In a crammed Washington conference room last week, speaker after speaker seemed to apologize for their ‘broken record’ talking points as Bloomberg New Energy Finance and the Business Council for Sustainable Energy unveiled their annual Factbook. But, of course, they were only being honest — like 2013 before it, 2014 had been an unprecedented year for clean energy.
Even in the early days of 2015, the eagerness in the room seemed to be focused on the gains to be made in the coming year. Could 2014 have set the stage for what might be the clean economy’s watershed moment?
The anticipation stems from the dismantling of what we thought was an economic convention: as oil prices tumble, so should the market. Few things, historically, have been more important to the U.S. economy. As we surge into 2015, however, the United States is witnessing a curious shift from its old economic conventions. At under $50 a barrel, the cost of oil has hit a five year low, and yet, the market remains bullish, the Dow Jones Industrial Average and NASDAQ continue to post record numbers, and impressive job reports continue to trickle in. It seems that 2015 brought a different kind of economy, and evidently, the linkage between our markets and clean energy is solidifying.
That’s because America’s energy in general is becoming cleaner and more plentiful, no matter what the price of oil is. To fully understand this shift though, it’s important to look backwards at what set the stage for this year.
In 2014, it became clear that the shale boom was not the only boom in town. The past year was a milestone for America’s transition to a clean economy. Every quarter seemed to mark a new benchmark, on cost reductions or deployment, for the once nascent renewable energy industry. Increasingly, this sector became a well-established American powerhouse — slowly altering the ebb and flow our market economy.
Hot off of last year’s heels renewable energy is entering into a year of affordability. Costs for renewable technologies like solar and wind have consistently dropped over the last five years — nearly 58 percent for wind and over 64 percent for solar. The impact? Plummeting prices for generating electricity with the sun and wind have now made them cheaper than coal and natural gas in some markets. What was once thought to be an aspirational science project has now become a reality, and as going green goes ‘into the black,’ more affordable energy means increased project development.

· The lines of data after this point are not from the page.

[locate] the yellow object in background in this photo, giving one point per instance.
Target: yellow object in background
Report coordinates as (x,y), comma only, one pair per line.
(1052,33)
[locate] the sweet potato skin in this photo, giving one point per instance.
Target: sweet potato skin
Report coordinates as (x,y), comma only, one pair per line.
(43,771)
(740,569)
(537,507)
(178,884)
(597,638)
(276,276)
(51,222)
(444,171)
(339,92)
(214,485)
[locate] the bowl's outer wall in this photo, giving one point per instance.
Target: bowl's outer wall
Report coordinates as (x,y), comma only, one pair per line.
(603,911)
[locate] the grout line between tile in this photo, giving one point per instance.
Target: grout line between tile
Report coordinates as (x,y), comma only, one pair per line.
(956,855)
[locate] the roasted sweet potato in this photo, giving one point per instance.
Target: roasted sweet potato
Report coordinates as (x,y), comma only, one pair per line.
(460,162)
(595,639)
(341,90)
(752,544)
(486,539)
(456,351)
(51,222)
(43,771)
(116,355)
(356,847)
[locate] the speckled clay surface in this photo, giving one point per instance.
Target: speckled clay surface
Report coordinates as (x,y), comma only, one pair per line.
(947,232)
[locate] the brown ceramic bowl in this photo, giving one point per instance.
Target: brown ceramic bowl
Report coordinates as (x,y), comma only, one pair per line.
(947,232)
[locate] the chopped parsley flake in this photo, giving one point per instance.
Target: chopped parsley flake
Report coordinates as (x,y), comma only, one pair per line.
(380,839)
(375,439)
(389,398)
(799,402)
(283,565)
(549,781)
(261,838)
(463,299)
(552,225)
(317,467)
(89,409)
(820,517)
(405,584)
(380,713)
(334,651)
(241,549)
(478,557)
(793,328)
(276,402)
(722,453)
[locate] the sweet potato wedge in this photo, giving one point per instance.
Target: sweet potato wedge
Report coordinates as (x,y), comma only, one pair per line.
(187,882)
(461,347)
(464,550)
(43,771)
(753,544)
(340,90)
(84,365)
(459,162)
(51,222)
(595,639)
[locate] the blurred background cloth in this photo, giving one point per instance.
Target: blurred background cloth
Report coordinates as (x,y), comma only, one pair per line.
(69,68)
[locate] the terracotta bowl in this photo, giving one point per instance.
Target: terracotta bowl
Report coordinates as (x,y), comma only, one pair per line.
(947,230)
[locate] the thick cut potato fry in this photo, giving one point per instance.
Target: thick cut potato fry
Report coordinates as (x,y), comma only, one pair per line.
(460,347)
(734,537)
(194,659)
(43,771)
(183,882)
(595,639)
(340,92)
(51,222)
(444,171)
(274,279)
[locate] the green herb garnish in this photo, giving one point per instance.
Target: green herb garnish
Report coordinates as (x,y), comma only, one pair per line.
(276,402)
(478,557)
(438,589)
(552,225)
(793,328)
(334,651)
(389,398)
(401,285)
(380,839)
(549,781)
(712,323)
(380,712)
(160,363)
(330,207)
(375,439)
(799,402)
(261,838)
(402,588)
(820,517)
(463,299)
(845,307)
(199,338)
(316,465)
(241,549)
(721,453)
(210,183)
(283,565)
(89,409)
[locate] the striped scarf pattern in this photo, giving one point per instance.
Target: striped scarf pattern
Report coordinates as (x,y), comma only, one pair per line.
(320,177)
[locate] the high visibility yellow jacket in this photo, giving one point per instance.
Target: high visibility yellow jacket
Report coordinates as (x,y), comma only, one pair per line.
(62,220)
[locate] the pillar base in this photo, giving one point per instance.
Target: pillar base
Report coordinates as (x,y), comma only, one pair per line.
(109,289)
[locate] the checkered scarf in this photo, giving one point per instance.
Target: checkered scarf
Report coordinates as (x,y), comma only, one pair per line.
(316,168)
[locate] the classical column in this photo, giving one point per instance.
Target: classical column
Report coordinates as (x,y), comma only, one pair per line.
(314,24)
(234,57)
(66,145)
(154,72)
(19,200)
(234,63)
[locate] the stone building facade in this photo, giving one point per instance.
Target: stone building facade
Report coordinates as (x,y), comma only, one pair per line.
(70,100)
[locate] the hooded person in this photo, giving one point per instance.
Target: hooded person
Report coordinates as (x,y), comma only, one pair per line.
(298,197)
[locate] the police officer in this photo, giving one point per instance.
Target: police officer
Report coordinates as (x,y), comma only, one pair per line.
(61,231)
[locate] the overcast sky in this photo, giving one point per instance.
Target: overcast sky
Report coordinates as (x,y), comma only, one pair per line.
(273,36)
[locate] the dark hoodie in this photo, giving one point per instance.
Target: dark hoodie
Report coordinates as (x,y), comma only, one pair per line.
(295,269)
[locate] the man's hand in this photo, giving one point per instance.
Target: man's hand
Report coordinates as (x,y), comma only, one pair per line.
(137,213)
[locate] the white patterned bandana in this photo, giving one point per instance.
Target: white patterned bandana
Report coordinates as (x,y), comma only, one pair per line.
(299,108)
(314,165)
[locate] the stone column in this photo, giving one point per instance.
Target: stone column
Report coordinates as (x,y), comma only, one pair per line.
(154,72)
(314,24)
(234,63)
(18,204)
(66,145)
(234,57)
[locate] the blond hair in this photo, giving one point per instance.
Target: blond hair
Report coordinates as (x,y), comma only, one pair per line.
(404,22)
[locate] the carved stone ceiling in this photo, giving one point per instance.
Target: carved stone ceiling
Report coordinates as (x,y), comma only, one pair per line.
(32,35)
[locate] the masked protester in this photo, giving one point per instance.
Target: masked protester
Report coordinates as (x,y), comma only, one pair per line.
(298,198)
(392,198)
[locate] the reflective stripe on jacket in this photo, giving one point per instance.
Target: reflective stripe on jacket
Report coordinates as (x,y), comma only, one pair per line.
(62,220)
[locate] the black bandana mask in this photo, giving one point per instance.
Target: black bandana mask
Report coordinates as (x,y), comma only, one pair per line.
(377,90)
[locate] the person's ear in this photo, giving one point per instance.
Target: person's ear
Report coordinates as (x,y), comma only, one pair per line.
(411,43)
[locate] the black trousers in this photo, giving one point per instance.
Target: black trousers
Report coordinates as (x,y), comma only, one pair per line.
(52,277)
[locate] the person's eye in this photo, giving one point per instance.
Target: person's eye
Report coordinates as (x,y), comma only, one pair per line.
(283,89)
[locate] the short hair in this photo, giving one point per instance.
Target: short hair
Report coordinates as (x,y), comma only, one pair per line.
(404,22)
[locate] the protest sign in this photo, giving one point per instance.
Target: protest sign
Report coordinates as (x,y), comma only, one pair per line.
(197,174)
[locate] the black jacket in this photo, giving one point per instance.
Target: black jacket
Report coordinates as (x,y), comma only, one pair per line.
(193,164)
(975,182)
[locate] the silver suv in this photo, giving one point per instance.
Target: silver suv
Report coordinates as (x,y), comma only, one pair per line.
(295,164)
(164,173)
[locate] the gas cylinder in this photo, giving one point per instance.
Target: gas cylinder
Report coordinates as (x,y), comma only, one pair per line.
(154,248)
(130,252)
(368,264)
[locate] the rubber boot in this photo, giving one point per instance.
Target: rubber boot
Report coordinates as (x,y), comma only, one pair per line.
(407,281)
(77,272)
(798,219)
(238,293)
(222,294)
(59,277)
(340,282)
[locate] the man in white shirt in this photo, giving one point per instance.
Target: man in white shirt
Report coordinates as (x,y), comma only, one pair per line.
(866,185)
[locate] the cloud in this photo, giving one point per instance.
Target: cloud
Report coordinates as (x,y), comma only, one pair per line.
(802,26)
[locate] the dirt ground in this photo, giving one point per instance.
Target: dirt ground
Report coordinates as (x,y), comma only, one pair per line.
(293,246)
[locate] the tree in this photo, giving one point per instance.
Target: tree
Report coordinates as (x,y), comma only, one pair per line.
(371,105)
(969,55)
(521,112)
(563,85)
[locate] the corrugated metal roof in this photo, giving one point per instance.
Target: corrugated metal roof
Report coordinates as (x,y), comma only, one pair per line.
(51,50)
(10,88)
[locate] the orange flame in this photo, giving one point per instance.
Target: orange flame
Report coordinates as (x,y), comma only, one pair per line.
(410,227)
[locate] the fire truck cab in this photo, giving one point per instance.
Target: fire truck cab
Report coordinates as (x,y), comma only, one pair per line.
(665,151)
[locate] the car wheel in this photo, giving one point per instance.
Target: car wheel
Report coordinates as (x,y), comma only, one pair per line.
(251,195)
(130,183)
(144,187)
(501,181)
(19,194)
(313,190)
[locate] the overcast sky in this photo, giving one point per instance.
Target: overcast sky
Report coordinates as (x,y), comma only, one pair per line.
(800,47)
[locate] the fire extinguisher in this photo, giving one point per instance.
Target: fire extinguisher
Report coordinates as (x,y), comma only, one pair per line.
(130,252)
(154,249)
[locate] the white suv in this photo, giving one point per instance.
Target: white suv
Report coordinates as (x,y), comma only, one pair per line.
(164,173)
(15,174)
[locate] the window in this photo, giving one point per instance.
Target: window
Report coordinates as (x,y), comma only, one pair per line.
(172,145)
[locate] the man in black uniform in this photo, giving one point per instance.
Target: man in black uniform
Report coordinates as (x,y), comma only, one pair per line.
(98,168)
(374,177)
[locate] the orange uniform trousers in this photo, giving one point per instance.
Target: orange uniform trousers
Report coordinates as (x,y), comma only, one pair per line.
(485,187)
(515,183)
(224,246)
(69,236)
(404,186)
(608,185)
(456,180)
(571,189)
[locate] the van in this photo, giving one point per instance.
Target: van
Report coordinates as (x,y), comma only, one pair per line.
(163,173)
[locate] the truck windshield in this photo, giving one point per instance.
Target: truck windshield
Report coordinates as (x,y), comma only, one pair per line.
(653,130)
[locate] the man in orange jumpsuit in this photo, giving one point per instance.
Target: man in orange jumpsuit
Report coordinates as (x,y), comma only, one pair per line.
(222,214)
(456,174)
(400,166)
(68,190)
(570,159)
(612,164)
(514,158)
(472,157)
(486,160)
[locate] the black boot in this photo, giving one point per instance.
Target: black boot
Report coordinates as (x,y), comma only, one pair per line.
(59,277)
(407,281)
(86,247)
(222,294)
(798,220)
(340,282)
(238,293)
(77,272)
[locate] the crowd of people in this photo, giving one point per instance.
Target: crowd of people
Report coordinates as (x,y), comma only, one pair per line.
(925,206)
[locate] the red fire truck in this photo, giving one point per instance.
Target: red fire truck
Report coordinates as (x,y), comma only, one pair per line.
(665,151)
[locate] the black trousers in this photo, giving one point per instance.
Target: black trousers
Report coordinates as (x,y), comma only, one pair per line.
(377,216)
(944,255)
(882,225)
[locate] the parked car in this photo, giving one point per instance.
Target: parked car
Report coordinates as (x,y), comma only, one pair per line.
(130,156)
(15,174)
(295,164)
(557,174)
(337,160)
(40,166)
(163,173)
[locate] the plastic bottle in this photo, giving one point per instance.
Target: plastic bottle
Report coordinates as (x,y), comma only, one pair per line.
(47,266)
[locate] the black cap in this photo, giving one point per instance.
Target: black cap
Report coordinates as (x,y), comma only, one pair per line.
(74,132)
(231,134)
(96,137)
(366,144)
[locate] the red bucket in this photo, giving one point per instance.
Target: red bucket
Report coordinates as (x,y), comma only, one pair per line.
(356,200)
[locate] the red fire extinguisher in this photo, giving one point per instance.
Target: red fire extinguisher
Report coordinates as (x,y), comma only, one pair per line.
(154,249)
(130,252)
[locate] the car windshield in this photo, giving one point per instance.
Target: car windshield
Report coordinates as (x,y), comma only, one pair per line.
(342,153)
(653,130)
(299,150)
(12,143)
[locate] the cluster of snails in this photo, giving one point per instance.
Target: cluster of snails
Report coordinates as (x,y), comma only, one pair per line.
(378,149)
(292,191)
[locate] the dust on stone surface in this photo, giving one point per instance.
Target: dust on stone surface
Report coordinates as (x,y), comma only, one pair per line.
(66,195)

Competitive costs have led to an unparalleled uptick in clean energy deployment. In 2014, renewables grew at their fastest pace ever. In fact, it was reported that renewable technologies made up almost half of all new power generation — outpacing even natural gas. That’s why in 2015 you can expect an American solar project to be installed every 3.2 minutes. Conversely, only one coal power plant was built last year, and there is no reason to believe that trend will change in 2015.
Of course, a boom in project deployment brings a surge in clean employment. As the clean job reports keep stacking up, we know that more people now hold jobs in renewable energy than ever before. Solar added over 30,000 jobs in last year on its own. With this scale-up certain to continue, more Americans are viewing renewable energy as not only a cleaner, more sustainable energy choice, but an economically-smarter energy choice as well.
A slew of studies confirm that renewable energy sources will continue to be the public’s choice for powering America. Reported in USA TODAY, 91 percent of Americans think generating electricity from solar power is a “good idea”, and 84 percent said the same for wind energy generation. In comparison, coal received a measly 21 percent approval from the same study, and a University of Michigan study found only 29 percent of New Yorkers supported shale gas extraction in their state — which, notably, just imposed a ban on fracking.
Because of such widespread public support, our midterm elections were particularly emblematic of the county’s shifting dynamics. No Republican candidate openly opposed renewables in the midterm. On the contrary, a number of Republican victors — Senators Cory Gardner and Susan Collins, and Representatives Cathy McMorris Rogers and Kevin Cramer — actually ran on pro-renewable energy platforms.
And if this past year was any sort of indicator for 2015, the EPA’s two landmark rules showed that the progress made last year will certainly continue. Both the EPA’s Clean Power Plan and ozone rule sent a clear signal to businesses and investors: coal has had its day, and we are entering a clean energy era. The administration’s climate accord with China also reinforced this trajectory. This year has potential to push the envelope even further with more cost-reductions, more jobs, and additional projects that will benefit all Americans.
This significant shift to our old-era conventions will certainly bring a significant boost to a healing economy. The changing of the guard has begun, and with simple policy stability we can expect the renewable energy industry to continue its ‘broken record’ growth for years to come.